John Bolton, a former national security adviser to Trump, said: “It depends on what your definition of success is. The supporters of Biden say Nato’s united and I think that’s true. And Ukraine is in ashes.”
He added: “I don’t think collectively the west did what was necessary here and you can measure failure pretty clearly by the Russian army being in Ukraine. I don’t think we view our current position with equanimity.”
The US and Nato have rejected appeals to impose a “no-fly” zone, which might require their forces to shoot down Russian aircraft and draw them directly into a war with a nuclear power led by a dangerously unstable tyrant. This earned a rebuke from Volodymyr Zelenskiy, Ukraine’s president, who said on Friday that Nato “gave the green light for further bombing of Ukrainian cities and villages”.
Bolton, a former interim US ambassador to the UN, believes the opportunity for such a measure has been lost. “It’s not practical because we’ve waited this long and Biden and the UK and all of Nato have basically said, we’re not going to do it.”
“But everybody in Europe better get used to the fact that we’re going to watch something on the continent that we said in 1945 we’d never let happen again. And it’s going to happen, I think, right in front of us.”
The war in Ukraine has given an unexpected boost to Biden’s efforts to revive bipartisanship in Washington. Republicans have been broadly supportive and gave him several standing ovations when he discussed the conflict at the start of his State of the Union address last week. But the truce only goes so far.

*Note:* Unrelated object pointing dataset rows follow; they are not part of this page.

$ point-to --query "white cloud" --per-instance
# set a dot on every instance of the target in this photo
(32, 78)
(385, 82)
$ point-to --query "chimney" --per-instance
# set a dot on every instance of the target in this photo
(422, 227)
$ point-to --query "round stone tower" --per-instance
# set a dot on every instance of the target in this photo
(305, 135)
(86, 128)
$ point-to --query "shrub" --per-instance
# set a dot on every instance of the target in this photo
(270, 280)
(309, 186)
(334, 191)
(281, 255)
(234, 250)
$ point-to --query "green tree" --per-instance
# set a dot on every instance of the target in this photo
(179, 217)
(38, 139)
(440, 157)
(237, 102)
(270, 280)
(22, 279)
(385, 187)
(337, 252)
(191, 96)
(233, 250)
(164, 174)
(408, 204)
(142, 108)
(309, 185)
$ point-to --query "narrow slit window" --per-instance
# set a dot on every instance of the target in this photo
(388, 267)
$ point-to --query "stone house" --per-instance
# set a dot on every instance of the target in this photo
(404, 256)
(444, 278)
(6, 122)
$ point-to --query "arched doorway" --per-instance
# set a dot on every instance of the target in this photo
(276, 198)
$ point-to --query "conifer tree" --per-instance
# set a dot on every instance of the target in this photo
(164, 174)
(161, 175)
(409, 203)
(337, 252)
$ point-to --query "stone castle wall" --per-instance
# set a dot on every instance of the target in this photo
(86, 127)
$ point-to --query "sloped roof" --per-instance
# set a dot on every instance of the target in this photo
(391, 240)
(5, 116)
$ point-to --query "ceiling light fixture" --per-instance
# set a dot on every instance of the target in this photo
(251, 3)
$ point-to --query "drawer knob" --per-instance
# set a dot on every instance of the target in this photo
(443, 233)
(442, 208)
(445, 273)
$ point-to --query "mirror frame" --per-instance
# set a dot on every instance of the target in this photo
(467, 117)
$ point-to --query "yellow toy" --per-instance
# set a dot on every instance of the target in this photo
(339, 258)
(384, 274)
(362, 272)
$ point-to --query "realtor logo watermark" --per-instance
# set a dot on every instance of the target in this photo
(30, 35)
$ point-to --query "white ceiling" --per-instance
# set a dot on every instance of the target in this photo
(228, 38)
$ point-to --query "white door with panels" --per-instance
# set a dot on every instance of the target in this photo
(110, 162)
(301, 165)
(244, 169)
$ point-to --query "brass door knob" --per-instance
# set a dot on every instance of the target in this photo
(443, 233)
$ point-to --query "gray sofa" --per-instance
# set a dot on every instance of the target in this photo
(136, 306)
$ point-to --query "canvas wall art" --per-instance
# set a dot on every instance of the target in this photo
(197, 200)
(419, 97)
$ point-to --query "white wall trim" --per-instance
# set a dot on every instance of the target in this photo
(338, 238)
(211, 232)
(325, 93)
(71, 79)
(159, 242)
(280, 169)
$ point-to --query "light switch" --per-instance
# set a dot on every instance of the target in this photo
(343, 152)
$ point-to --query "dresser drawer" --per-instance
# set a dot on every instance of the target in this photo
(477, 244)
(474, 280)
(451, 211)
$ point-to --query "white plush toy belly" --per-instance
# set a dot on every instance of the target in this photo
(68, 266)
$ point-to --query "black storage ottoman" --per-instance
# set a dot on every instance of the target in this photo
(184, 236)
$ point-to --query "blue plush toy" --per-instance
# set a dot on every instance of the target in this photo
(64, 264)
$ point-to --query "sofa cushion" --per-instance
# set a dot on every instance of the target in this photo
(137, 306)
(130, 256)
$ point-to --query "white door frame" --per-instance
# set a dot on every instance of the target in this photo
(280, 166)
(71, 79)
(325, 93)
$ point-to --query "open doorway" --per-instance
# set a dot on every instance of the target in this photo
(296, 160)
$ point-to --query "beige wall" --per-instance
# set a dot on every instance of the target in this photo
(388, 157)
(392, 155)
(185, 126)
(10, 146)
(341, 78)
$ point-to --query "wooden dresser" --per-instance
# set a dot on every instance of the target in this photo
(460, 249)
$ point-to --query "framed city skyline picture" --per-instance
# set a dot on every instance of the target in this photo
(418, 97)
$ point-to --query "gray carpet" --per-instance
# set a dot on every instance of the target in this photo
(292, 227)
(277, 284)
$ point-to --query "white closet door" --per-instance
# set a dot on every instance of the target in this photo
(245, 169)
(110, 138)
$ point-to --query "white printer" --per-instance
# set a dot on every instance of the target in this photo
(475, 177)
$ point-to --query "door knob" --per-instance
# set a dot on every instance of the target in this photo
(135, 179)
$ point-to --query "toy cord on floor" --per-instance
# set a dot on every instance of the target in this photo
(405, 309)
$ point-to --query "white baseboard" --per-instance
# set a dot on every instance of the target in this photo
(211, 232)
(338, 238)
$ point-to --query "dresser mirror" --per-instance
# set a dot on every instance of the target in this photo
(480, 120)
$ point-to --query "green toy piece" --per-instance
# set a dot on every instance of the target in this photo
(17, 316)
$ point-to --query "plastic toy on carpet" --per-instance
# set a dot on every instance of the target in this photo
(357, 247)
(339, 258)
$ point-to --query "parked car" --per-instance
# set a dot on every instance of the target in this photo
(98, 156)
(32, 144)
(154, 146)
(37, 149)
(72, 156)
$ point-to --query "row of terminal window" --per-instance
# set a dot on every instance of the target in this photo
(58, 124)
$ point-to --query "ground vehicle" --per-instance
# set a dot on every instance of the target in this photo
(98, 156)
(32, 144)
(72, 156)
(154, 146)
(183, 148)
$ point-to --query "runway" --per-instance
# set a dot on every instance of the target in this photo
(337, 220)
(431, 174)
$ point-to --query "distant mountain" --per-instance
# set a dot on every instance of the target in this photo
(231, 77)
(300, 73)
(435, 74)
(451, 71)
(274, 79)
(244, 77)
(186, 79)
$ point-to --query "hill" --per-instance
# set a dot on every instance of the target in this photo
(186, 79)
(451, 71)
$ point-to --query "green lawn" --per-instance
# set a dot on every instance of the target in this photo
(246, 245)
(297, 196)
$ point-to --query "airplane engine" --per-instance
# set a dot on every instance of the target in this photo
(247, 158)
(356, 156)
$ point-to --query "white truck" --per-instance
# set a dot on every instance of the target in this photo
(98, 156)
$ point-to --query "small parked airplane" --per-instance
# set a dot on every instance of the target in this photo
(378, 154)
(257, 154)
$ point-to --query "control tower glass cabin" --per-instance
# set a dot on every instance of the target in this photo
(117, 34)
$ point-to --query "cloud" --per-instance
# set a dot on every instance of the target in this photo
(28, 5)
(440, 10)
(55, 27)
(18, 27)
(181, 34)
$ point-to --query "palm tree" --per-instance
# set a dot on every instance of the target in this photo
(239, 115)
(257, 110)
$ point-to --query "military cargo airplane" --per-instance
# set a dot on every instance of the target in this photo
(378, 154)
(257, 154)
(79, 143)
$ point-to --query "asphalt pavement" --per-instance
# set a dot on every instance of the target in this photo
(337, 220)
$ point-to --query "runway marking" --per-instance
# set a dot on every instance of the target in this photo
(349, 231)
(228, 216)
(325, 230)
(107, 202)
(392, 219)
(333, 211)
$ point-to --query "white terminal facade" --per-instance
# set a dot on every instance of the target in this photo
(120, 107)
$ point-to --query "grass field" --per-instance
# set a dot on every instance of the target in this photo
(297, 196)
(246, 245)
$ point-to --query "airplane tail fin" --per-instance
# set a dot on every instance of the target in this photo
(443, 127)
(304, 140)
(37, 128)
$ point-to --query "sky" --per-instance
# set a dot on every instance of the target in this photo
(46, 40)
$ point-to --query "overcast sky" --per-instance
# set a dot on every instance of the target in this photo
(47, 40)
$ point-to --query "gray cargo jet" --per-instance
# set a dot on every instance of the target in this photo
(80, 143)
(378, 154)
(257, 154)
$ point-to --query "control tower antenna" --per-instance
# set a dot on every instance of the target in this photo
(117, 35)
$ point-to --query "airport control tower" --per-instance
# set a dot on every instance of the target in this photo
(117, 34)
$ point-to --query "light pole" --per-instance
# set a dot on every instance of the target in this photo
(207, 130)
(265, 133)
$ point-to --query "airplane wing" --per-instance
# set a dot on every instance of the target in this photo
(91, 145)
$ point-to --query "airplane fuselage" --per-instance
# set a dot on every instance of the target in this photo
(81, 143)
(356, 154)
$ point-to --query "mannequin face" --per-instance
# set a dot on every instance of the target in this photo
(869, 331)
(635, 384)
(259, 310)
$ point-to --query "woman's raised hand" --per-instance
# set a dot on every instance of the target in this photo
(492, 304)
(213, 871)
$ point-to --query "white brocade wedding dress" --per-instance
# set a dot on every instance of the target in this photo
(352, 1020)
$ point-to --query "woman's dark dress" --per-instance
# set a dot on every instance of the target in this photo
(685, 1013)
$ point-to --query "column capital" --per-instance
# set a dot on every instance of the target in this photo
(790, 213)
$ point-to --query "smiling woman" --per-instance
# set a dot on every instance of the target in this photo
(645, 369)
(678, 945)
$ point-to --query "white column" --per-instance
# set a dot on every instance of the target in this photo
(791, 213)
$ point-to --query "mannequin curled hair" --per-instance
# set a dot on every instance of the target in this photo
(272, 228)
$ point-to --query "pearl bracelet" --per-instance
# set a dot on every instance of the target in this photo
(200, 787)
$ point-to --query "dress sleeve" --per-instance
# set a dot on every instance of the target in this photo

Some Republicans argue that Biden’s botched withdrawal from Afghanistan betrayed weakness and encouraged Putin and that the invasion would not have happened if Trump was still in the White House. They say the sanctions have been too slow and incremental. And they are joining Democrats in pushing the president to ban Russian oil imports while calling for American energy independence.
Biden, however, has been reluctant to call out his Republican critics so far, and his approval rating has begun to climb since the crisis began, according to a PBSNewsHour/NPR/Marist poll. About half of the American public – 52% – said this week they support how the president is handling the situation in Ukraine. This was up from two weeks ago when about a third said they approved.
Leon Panetta, a former defense secretary and CIA director, said: “Forty years of foreign affairs experience by President Biden is paying off. We weren’t sure with Afghanistan but it clearly is paying off now in the way he’s been able to establish a unified approach between the US and our Nato allies. The bottom line is that we could not have made Putin pay a price were it not for that unity.”
There appears to have been determination not repeat the blunders of Afghanistan, when allies felt blindsided as the Taliban rapidly took over and the US and western governments fled.
Panetta, co-founder of the Panetta Institute for Public Policy, added: “Presidents are always tested by crisis but presidents have to learn from their mistakes and I think President Biden knows what he did wrong and knows now what he has to do to provide that leadership.
“In some ways I thought Afghanistan was kind of his Bay of Pigs but John Kennedy was able to come back and really establish a strong foreign policy and I’m hoping that Joe Biden can do the same. He will be tested but, having put together this unified approach, I feel confident that he will now see it see it through. You have to remain strong. You can’t blink when it comes to dealing with Putin.”